LAURENCE CADBURY COLLECTION
Assembled at the beginning of the 20th century, the Laurence Cadbury Collection helps show what life was like in a 16th and 17th century house.
A book, ‘The Laurence Cadbury Collection at Selly Manor’, written by Museum Manager Daniel Callicott, focuses on the outstanding contribution that Laurence Cadbury made in creating a wonderful collection of early furniture, domestic objects and archives for Selly Manor Museum.
Based on original research, the book catalogues the collection with detailed historical descriptions and photographs of the objects in the collection, which date from the 16th-19th centuries.
With over 170 full colour images, this is a fascinating and colourful publication that brings this important collection to print for the first time.
The book includes a short biography of Laurence Cadbury highlighting his many achievements, including his role as Chairman of both Cadbury Brothers Ltd and Bournville Village Trust.
Laurence made an important contribution to the Friends Ambulance Unit in WWI, ran a national newspaper and explored the world during his adventurous travels.
How Laurence Cadbury acquired such an impressive collection is documented through photographs and archives, and the book describes his relationship with local antiques dealer Oliver Baker.
All proceeds from the sale of this book will go towards the conservation and preservation of the Laurence Cadbury Collection at Selly Manor, ensuring these objects will be enjoyed by generations to come.
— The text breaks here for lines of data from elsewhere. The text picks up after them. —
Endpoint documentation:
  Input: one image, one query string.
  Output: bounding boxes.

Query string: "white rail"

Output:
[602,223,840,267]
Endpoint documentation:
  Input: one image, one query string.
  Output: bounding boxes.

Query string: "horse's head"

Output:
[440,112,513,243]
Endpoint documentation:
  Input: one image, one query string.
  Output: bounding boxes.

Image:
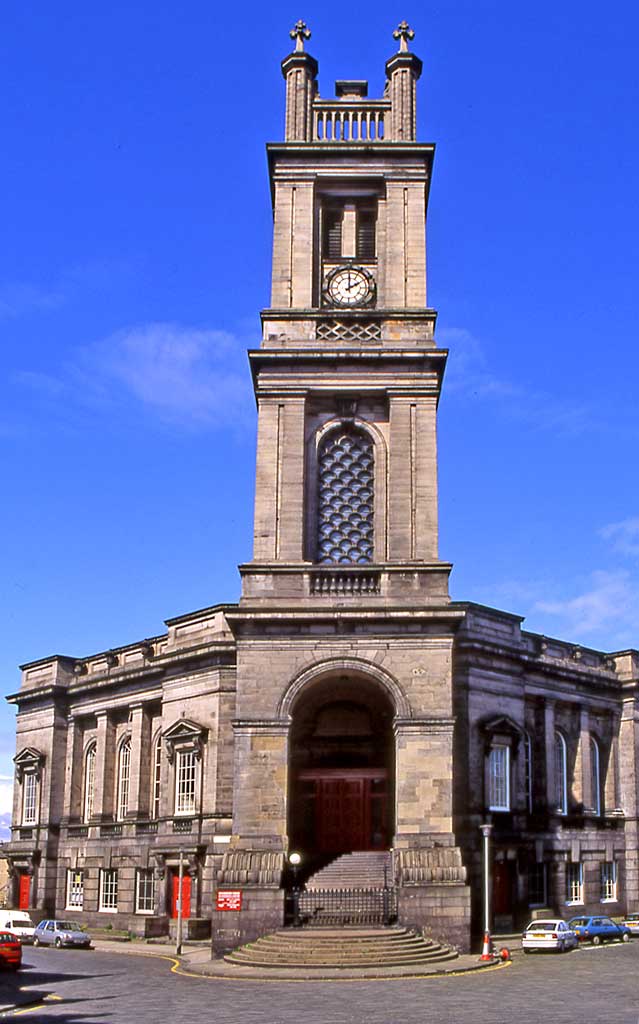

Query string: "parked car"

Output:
[34,919,91,949]
[0,910,36,942]
[568,915,632,946]
[622,913,639,935]
[521,918,578,953]
[0,932,23,971]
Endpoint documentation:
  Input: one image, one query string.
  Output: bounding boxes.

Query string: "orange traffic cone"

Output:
[479,932,495,961]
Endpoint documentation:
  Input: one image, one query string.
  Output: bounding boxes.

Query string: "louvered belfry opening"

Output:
[322,199,377,261]
[316,425,375,565]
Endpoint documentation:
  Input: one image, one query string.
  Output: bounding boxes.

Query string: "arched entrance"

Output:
[288,673,394,866]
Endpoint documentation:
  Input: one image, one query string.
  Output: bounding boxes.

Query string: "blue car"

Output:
[568,915,632,946]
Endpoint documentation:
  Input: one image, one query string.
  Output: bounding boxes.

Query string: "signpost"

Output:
[175,850,184,956]
[215,889,242,910]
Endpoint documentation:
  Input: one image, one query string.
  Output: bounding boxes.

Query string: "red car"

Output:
[0,932,23,971]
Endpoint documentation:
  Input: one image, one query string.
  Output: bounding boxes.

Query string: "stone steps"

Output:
[305,851,392,890]
[224,927,458,970]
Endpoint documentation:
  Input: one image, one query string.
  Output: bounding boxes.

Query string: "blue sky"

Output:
[0,0,639,831]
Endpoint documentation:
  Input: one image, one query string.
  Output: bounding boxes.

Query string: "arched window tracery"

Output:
[316,425,375,565]
[82,743,95,823]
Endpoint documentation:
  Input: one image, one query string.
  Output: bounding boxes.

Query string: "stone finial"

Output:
[395,22,415,53]
[289,19,311,53]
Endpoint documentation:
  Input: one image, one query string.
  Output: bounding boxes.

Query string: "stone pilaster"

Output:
[544,700,557,814]
[127,705,151,818]
[93,711,116,819]
[62,716,83,821]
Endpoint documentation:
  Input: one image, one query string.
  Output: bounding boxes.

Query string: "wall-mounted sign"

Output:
[215,889,242,910]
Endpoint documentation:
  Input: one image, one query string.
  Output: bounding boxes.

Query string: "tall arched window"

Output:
[82,743,95,822]
[151,736,162,820]
[523,732,534,814]
[117,739,131,820]
[555,731,568,814]
[317,425,375,565]
[590,736,601,814]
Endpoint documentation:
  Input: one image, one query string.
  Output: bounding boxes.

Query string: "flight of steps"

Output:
[305,851,393,890]
[224,926,458,971]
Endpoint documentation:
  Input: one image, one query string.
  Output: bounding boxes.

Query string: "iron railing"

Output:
[289,886,397,928]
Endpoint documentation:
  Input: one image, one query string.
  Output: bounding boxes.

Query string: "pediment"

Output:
[480,715,524,739]
[13,746,44,768]
[13,746,45,779]
[163,718,207,761]
[164,718,205,742]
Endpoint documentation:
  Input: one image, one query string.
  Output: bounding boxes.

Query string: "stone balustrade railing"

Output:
[312,99,390,142]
To purchase a copy of the book, priced at £15.00, please call the Museum on 0121 472 0199 or email email@example.com
On permanent display, the collection includes:
This would have been used in a church to store food that parishioners collected for the poor. The food would then be ‘doled out’ to them, hence the expression ‘on the dole’.
16th CENTURY CHEST
Dating from 1520 our oldest chest is carved with ornate scenes depicting a variety of strange creatures and mythical beasts.
1592 TESTER BED
Plaited reeds or rushes were woven together to create a cover for the bed’s rope supports. A feather mattress was probably placed on top.
This depicts Henry VIII’s Surrey palace of Nonsuch. There was to be ‘nonsuch’ like it, but Henry died before it was completed.
A space-saving piece of furniture with an under-seat storage area and a top that folds down to form a table.
This large cupboard, dated 1673, was used for storing tableware.
A carved wooden Bible Box that stored objects of great value, most notably the family’s Bible.
A 1713 cupboard with three sections; the top can be lifted down and used as a bench.
18ft OAK TABLE
Dating from the 1630s, this spectacular 18ft eight-legged table was brought from Crook Hall, Lancashire, in 1921.